Tabulating the Feedback From SR-85 Corridor Study1/4/2018 1:59 PM |
An estimated $350 million is included in the 2016 Measure B for improvements to the State Route (SR) 85 corridor. Eligible uses are noise reduction, a new transit lane and a study that will give some definition to what the “new transit lane” could be. The measure requires that the study evaluate designs including light rail and bus rapid transit as well as any future transportation technologies that may be applicable.
VTA kicked off the study in the fall, holding meetings with the SR-85 Policy Advisory Board (PAB) which consists of elected officials from each city along SR-85, to analyze the transit travel market and what type of engineering constraints exist along the corridor. VTA also held public meetings in San Jose, Cupertino and Mountain View that attracted about 180 attendees altogether and ran an online survey for more than three months that received nearly 2,500 responses.
Armed with technical analysis and guided by public input, the SR-85 PAB will develop project design alternatives in the spring of 2018. They will consider different types of travel modes, in addition to light rail and bus rapid transit, including public suggestions such as a monorail, subway, and gondola. The Advisory Board will imagine where stations might be and what types of operating plans should be considered. Does the service make several stops? Few stops? Does it run all day? Everyday? Does it only run during the peak commute period, (6 AM-9 AM and 4 PM-7 PM)? Does it serve the Mountain View Transit Center or continue north of US-101? Will it be for VTA transit only or will other vehicles like private buses be allowed to use the lane? Will there be park-n-ride lots? The Board will also keep in mind the costs to build and operate, as well as potential impacts to those who live and work along the SR-85 corridor.
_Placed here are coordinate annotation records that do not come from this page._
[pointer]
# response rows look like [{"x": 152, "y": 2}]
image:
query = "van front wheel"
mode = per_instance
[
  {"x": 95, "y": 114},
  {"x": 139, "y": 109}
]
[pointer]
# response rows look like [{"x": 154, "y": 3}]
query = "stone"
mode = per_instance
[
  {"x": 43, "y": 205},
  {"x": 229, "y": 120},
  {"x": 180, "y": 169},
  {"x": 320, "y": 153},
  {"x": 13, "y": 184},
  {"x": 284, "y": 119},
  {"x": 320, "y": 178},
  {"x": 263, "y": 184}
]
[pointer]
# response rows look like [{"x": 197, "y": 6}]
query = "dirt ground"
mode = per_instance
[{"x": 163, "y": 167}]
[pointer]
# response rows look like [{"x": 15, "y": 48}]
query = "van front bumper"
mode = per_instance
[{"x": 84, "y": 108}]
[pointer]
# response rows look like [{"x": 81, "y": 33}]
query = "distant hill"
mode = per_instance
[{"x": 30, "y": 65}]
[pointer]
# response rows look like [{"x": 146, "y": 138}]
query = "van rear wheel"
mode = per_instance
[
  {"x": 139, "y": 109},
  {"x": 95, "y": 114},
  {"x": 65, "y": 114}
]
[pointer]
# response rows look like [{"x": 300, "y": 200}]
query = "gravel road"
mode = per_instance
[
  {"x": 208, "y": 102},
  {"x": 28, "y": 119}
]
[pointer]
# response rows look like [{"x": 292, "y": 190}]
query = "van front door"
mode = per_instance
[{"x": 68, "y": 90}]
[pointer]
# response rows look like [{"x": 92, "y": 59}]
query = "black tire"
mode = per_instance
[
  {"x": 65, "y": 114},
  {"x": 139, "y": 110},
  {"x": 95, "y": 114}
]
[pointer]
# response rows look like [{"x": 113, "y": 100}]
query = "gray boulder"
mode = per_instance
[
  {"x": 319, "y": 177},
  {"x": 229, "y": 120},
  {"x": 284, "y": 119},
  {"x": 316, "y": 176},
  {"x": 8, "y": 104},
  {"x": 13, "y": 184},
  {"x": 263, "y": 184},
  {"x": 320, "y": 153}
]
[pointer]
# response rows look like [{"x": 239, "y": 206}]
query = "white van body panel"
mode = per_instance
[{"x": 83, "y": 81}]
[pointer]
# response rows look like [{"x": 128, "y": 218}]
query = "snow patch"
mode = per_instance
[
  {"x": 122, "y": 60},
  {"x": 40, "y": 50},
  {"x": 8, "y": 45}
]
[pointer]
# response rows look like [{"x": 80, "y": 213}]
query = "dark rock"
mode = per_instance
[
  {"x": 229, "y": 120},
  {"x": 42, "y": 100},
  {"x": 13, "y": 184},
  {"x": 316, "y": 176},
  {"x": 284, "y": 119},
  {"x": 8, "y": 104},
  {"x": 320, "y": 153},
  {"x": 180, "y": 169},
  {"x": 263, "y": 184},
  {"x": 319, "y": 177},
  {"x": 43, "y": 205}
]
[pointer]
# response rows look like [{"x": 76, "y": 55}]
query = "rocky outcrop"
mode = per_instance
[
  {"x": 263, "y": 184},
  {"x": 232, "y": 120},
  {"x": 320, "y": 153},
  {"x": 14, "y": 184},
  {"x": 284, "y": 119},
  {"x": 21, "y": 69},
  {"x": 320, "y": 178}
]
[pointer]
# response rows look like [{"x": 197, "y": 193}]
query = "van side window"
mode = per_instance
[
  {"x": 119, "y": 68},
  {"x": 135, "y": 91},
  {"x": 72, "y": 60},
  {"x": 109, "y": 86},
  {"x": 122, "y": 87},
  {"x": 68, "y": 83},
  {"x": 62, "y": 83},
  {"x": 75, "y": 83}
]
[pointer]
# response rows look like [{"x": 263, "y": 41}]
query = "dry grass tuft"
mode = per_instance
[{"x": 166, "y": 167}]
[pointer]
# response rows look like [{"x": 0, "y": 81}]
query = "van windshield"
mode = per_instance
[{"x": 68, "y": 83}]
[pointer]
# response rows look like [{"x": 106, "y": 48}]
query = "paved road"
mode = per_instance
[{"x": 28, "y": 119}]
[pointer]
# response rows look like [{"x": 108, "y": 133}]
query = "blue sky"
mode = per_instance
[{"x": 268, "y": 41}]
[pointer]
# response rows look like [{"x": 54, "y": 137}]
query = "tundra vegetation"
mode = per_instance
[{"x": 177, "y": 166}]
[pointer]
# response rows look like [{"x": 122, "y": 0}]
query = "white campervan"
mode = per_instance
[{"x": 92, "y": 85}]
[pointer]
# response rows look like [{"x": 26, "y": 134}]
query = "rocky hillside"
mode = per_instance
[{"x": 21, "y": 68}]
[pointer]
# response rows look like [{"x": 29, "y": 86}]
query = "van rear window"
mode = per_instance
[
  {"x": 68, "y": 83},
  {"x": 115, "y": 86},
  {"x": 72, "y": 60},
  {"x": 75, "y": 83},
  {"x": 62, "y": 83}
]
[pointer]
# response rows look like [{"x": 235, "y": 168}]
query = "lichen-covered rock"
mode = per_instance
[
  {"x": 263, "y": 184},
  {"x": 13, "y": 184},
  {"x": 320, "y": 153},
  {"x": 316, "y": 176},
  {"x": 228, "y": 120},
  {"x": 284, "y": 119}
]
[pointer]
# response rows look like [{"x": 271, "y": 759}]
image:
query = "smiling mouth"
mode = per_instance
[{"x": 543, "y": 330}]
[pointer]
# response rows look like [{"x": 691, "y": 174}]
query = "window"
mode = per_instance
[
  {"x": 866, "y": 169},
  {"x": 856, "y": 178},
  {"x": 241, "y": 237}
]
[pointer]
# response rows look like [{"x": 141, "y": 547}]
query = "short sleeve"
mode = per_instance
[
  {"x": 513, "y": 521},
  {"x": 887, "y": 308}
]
Once the alternatives are selected, VTA will undertake a detailed analysis for designing and building the projects as well as annual operating cost projections. VTA will evaluate each alternative for engineering feasibility and impacts to the surrounding community and will develop trip timetables so travelers can compare travel times to their current option. VTA will also use computer models to project changes in travel volumes and travel by mode (car, bus, train, other, etc.) along the SR-85 corridor. VTA will produce a report that compares each alternative.
When the analysis is completed, VTA will conduct another round of community outreach focused on preferred alternatives. After receiving community input, the SR-85 PAB will make a recommendation to VTA Board of Directors about how to proceed with the project.